128 MiB has been used by x86-64 since the very beginning. arm64 with 4k
base pages switched to 128 MiB as well: it's just big enough on these
architectures to allows for using a huge page (2 MiB) in the vmemmap in
sane setups with sizeof(struct page) == 64 bytes and a huge page mapping
in the direct mapping, while still allowing for small hot(un)plug
granularity.

For s390, we could even switch to a 64 MiB section size, as our huge page
size is 1 MiB: but the smaller the section size, the more sections we'll
have to manage especially on bigger machines. Making it consistent with
x86-64 and arm64 feels like the right thing for now.

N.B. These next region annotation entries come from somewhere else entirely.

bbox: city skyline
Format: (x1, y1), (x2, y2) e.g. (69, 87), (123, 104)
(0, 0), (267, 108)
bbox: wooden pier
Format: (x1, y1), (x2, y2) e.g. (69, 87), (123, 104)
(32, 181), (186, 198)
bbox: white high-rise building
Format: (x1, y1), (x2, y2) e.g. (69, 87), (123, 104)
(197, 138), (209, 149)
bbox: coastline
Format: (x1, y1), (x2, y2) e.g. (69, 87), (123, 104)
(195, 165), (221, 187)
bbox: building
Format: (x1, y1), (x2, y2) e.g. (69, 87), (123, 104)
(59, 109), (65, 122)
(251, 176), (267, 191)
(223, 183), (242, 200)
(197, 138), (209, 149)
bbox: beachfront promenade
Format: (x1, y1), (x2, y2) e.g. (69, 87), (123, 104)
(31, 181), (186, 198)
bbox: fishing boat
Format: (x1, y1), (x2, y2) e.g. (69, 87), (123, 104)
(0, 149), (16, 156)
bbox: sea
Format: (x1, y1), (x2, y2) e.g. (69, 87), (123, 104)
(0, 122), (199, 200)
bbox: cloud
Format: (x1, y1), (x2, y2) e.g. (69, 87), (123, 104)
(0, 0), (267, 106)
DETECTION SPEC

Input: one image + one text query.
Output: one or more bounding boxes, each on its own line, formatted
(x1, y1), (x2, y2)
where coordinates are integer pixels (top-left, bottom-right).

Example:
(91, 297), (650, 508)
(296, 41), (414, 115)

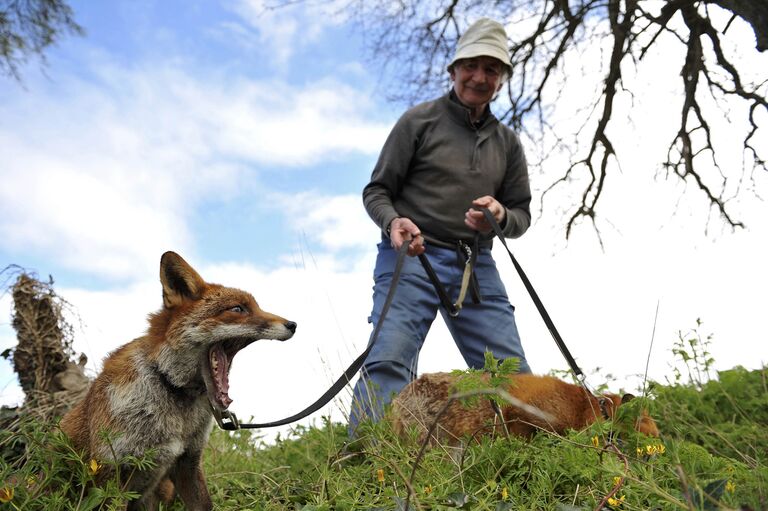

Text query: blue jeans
(349, 240), (531, 433)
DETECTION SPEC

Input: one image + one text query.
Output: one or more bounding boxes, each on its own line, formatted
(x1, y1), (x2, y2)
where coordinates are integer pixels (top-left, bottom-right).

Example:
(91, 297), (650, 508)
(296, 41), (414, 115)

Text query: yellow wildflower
(0, 486), (13, 502)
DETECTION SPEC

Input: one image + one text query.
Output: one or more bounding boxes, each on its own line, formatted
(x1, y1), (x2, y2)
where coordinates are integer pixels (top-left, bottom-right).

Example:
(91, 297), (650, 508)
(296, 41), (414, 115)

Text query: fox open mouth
(204, 339), (253, 411)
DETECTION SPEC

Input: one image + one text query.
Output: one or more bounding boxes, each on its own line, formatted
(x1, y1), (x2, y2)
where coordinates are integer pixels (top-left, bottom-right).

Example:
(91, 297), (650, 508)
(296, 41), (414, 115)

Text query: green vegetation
(0, 330), (768, 511)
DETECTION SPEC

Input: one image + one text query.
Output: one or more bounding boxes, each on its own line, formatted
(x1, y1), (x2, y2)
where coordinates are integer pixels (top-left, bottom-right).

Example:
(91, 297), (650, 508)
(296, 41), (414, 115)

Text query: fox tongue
(210, 344), (232, 410)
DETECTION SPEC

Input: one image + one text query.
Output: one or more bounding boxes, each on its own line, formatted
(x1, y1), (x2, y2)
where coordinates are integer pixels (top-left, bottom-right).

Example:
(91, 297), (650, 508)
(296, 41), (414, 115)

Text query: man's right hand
(389, 217), (426, 257)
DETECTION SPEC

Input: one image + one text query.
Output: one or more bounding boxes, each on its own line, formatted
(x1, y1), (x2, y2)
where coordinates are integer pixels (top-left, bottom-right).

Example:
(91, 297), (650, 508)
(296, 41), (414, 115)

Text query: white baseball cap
(448, 18), (512, 73)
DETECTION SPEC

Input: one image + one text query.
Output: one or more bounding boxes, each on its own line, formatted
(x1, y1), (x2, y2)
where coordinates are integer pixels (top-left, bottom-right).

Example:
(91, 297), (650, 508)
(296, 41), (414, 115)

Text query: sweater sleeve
(363, 112), (416, 231)
(497, 132), (531, 238)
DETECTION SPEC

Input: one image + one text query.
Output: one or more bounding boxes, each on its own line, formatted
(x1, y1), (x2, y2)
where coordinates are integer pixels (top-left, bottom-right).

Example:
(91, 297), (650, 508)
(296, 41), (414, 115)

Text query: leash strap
(213, 238), (410, 431)
(480, 208), (586, 380)
(419, 238), (480, 318)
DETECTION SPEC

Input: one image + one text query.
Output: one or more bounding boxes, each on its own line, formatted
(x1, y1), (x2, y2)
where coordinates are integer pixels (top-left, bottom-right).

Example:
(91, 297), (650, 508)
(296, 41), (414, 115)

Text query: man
(350, 18), (531, 432)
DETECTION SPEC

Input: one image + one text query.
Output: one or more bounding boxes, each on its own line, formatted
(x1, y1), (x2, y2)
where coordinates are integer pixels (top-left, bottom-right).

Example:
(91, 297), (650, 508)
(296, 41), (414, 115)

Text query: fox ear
(621, 394), (635, 404)
(160, 252), (205, 308)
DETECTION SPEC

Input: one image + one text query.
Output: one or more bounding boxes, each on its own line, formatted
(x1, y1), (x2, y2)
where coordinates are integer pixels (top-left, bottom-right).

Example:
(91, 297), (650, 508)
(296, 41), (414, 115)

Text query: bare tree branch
(280, 0), (768, 238)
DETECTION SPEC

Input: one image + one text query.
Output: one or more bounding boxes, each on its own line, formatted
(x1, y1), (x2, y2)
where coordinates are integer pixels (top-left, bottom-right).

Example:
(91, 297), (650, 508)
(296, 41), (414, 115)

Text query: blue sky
(0, 0), (768, 434)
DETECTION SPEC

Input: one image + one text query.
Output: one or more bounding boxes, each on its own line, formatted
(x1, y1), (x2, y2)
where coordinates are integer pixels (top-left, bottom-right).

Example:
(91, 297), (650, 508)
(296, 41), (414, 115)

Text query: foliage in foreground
(0, 336), (768, 511)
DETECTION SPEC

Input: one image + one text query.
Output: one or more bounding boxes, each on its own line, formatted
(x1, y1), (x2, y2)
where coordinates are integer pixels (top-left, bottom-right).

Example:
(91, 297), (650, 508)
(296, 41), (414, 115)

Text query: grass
(0, 331), (768, 511)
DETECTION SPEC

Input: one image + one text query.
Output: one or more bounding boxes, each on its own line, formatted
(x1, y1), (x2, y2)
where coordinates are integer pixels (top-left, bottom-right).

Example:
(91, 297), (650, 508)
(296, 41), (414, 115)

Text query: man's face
(451, 56), (504, 109)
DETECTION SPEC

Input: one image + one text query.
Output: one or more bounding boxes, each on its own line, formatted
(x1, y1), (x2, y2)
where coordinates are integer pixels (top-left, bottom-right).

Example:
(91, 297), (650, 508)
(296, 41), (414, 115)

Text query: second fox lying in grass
(391, 373), (659, 443)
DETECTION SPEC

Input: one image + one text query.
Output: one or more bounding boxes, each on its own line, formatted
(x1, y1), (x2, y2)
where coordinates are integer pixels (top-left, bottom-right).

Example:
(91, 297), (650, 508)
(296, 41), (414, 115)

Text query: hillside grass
(0, 330), (768, 511)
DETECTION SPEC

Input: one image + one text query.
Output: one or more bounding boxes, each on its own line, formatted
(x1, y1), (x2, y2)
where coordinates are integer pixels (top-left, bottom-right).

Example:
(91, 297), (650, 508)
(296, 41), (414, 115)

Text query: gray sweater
(363, 93), (531, 250)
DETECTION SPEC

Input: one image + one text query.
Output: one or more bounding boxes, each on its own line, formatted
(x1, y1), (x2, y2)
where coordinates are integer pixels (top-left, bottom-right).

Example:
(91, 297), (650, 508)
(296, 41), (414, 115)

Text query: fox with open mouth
(61, 252), (296, 511)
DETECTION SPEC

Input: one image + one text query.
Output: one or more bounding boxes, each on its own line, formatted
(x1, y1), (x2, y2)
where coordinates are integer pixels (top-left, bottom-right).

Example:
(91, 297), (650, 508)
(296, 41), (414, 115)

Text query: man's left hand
(464, 195), (507, 233)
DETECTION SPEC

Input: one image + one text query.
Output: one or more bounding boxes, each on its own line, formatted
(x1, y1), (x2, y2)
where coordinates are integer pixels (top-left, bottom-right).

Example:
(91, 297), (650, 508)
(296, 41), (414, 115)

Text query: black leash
(213, 241), (410, 431)
(213, 208), (592, 431)
(481, 208), (589, 380)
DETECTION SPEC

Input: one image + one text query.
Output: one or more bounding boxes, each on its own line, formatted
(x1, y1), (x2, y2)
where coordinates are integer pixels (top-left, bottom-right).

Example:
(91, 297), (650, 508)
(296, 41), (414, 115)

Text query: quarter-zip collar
(443, 89), (498, 131)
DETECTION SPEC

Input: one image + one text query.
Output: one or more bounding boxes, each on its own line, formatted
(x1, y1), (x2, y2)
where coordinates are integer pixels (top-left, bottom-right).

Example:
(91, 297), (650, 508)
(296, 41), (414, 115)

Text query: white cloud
(221, 0), (347, 68)
(273, 192), (381, 257)
(0, 54), (387, 278)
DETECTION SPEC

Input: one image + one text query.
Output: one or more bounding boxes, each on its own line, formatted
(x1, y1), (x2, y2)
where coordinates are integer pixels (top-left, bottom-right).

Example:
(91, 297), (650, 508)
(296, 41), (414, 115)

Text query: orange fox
(61, 252), (296, 511)
(390, 373), (659, 443)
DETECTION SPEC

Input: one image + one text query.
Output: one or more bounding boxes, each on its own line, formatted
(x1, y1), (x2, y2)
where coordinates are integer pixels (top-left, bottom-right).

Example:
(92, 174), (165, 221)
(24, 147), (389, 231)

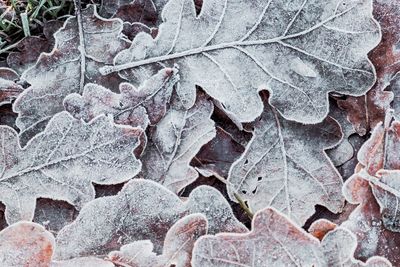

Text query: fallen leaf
(192, 208), (391, 267)
(64, 68), (178, 129)
(107, 240), (166, 267)
(55, 179), (247, 259)
(141, 94), (216, 193)
(0, 68), (24, 106)
(321, 227), (392, 267)
(7, 36), (53, 73)
(50, 257), (115, 267)
(326, 104), (355, 166)
(0, 221), (54, 267)
(13, 5), (128, 143)
(192, 208), (323, 267)
(341, 173), (400, 266)
(0, 112), (142, 224)
(192, 126), (245, 180)
(339, 0), (400, 135)
(104, 0), (381, 123)
(227, 99), (344, 225)
(108, 213), (207, 267)
(370, 170), (400, 232)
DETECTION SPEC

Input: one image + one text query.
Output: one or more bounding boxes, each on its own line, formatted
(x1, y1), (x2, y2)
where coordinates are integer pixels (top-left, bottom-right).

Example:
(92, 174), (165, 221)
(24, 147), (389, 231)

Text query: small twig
(74, 0), (86, 94)
(233, 193), (254, 220)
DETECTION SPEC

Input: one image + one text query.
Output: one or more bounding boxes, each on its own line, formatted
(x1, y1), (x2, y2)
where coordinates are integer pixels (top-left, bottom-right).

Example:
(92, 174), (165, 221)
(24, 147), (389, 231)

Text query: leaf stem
(74, 0), (86, 94)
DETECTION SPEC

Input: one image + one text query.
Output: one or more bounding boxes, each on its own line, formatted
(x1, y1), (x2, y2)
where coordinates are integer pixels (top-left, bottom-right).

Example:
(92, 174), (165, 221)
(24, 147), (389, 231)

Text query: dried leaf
(163, 213), (208, 267)
(192, 208), (323, 267)
(339, 0), (400, 135)
(13, 6), (127, 142)
(321, 227), (392, 267)
(192, 208), (391, 267)
(55, 179), (247, 259)
(0, 221), (54, 267)
(50, 257), (115, 267)
(7, 36), (53, 73)
(64, 68), (178, 129)
(0, 112), (142, 223)
(388, 73), (400, 120)
(327, 104), (355, 166)
(107, 240), (166, 267)
(0, 68), (24, 106)
(357, 117), (400, 175)
(100, 0), (380, 123)
(227, 99), (344, 225)
(108, 213), (207, 267)
(193, 126), (245, 177)
(308, 219), (337, 240)
(33, 198), (78, 235)
(342, 176), (400, 266)
(338, 89), (393, 135)
(370, 170), (400, 232)
(141, 94), (215, 193)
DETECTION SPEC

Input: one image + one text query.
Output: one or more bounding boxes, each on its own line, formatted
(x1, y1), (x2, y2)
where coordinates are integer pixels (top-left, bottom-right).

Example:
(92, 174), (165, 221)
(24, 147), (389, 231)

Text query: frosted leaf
(192, 208), (391, 267)
(50, 257), (115, 267)
(321, 227), (392, 267)
(308, 219), (337, 240)
(388, 73), (400, 120)
(193, 126), (244, 177)
(101, 0), (158, 26)
(7, 36), (54, 73)
(357, 119), (400, 175)
(100, 0), (381, 123)
(339, 0), (400, 135)
(107, 240), (166, 267)
(32, 198), (78, 234)
(13, 5), (128, 142)
(55, 179), (247, 259)
(227, 99), (344, 225)
(186, 186), (247, 234)
(141, 94), (216, 193)
(327, 105), (355, 166)
(108, 213), (207, 267)
(341, 173), (400, 266)
(192, 208), (323, 267)
(163, 213), (208, 267)
(0, 68), (24, 106)
(64, 68), (179, 129)
(0, 112), (142, 224)
(0, 222), (54, 267)
(370, 170), (400, 232)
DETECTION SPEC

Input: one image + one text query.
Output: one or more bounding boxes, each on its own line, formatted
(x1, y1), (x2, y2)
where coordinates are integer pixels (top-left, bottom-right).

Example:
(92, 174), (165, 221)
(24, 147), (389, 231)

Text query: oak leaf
(100, 0), (381, 123)
(0, 111), (143, 224)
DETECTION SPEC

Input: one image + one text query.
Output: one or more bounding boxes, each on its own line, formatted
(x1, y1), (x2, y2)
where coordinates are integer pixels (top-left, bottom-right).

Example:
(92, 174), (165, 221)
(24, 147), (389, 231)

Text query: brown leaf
(13, 5), (128, 143)
(7, 36), (53, 74)
(0, 221), (54, 267)
(227, 98), (344, 225)
(192, 208), (323, 267)
(192, 208), (391, 267)
(341, 173), (400, 266)
(0, 111), (143, 223)
(55, 179), (247, 259)
(339, 0), (400, 135)
(140, 94), (215, 193)
(0, 68), (24, 106)
(63, 68), (179, 129)
(108, 213), (207, 267)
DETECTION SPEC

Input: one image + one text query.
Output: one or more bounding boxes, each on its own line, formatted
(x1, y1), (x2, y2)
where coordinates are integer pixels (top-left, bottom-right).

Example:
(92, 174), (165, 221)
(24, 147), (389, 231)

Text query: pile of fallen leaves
(0, 0), (400, 267)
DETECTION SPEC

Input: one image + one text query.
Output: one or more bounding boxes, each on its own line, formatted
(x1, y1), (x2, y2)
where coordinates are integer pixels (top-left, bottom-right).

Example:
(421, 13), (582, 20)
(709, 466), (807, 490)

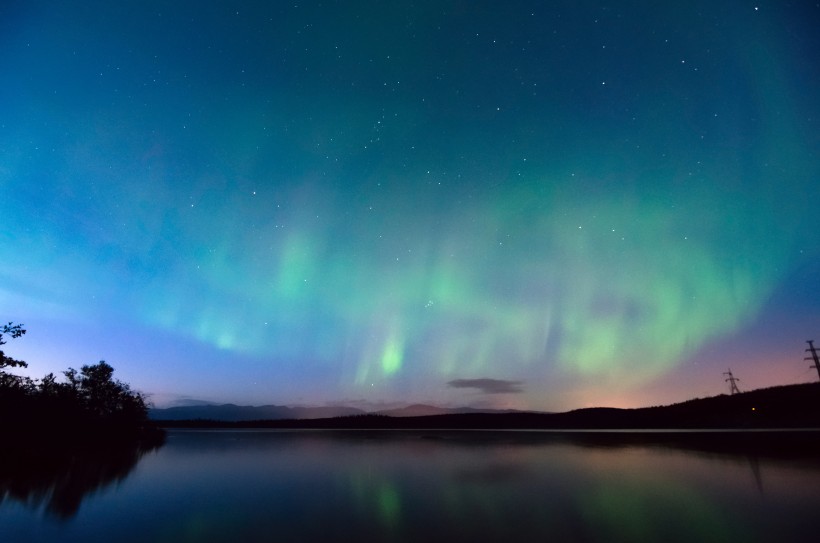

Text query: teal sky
(0, 1), (820, 410)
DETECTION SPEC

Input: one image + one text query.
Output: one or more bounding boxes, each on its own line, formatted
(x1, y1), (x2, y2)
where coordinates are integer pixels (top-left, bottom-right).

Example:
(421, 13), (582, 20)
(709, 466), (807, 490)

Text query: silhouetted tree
(0, 322), (37, 395)
(0, 322), (148, 429)
(0, 322), (28, 368)
(64, 360), (148, 421)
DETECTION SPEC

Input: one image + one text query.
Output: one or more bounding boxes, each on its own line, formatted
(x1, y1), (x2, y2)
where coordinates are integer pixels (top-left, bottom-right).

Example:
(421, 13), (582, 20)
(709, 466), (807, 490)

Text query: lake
(0, 430), (820, 542)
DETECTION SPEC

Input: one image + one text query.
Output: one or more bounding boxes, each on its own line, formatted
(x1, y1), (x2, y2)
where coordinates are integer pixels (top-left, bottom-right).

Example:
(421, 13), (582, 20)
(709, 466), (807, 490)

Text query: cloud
(447, 379), (524, 394)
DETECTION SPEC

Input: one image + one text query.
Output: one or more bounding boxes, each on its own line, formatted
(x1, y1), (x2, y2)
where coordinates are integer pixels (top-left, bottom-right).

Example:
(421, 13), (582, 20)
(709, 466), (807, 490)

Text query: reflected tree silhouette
(0, 440), (162, 519)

Note that the smallest memory hot(un)plug granularity is also limited by
the memory block size, determined by extracting the memory increment
size from SCLP. Under QEMU/KVM, implementing virtio-mem, we expose 0;
therefore, we'll end up with a memory block size of 128 MiB with a
128 MiB section size.

Tested-by: Mario Casquero <mcasquer@redhat.com>
Acked-by: Heiko Carstens <hca@linux.ibm.com>
Signed-off-by: David Hildenbrand <david@redhat.com>
Tested-by: Sumanth Korikkar <sumanthk@linux.ibm.com>
Acked-by: Christian Borntraeger <borntraeger@linux.ibm.com>
Link: https://lore.kernel.org/r/20241025141453.1210600-7-david@redhat.com
Signed-off-by: Heiko Carstens <hca@linux.ibm.com>

lib/Kconfig.debug: Default STRICT_DEVMEM to "y" on s390

virtio-mem currently depends on !DEVMEM | STRICT_DEVMEM. Let's default
STRICT_DEVMEM to "y" just like we do for arm64 and x86.

There could be ways in the future to filter access to virtio-mem device
memory even without STRICT_DEVMEM, but for now let's just keep it
simple.

Tested-by: Mario Casquero <mcasquer@redhat.com>
Acked-by: Heiko Carstens <hca@linux.ibm.com>
Signed-off-by: David Hildenbrand <david@redhat.com>
Tested-by: Sumanth Korikkar <sumanthk@linux.ibm.com>
Acked-by: Christian Borntraeger <borntraeger@linux.ibm.com>
Link: https://lore.kernel.org/r/20241025141453.1210600-6-david@redhat.com
Signed-off-by: Heiko Carstens <hca@linux.ibm.com>

virtio-mem: s390 support

Now that s390 code is prepared for memory devices that reside above the
maximum storage increment exposed through SCLP, everything is in place
to unlock virtio-mem support.

As virtio-mem in Linux currently supports logically onlining/offlining
memory in pageblock granularity, we have an effective hot(un)plug
granularity of 1 MiB on s390.

As virito-mem adds/removes individual Linux memory blocks (256MB), we
will currently never use gigantic pages in the identity mapping.

It is worth noting that neither storage keys nor storage attributes (e.g.,
data / nodat) are touched when onlining memory blocks, which is good
because we are not supposed to touch these parts for unplugged device
blocks that are logically offline in Linux.

We will currently never initialize storage keys for virtio-mem
memory -- IOW, storage_key_init_range() is never called. It could be added
in the future when plugging device blocks. But as that function
essentially does nothing without modifying the code (changing
PAGE_DEFAULT_ACC), that's just fine for now.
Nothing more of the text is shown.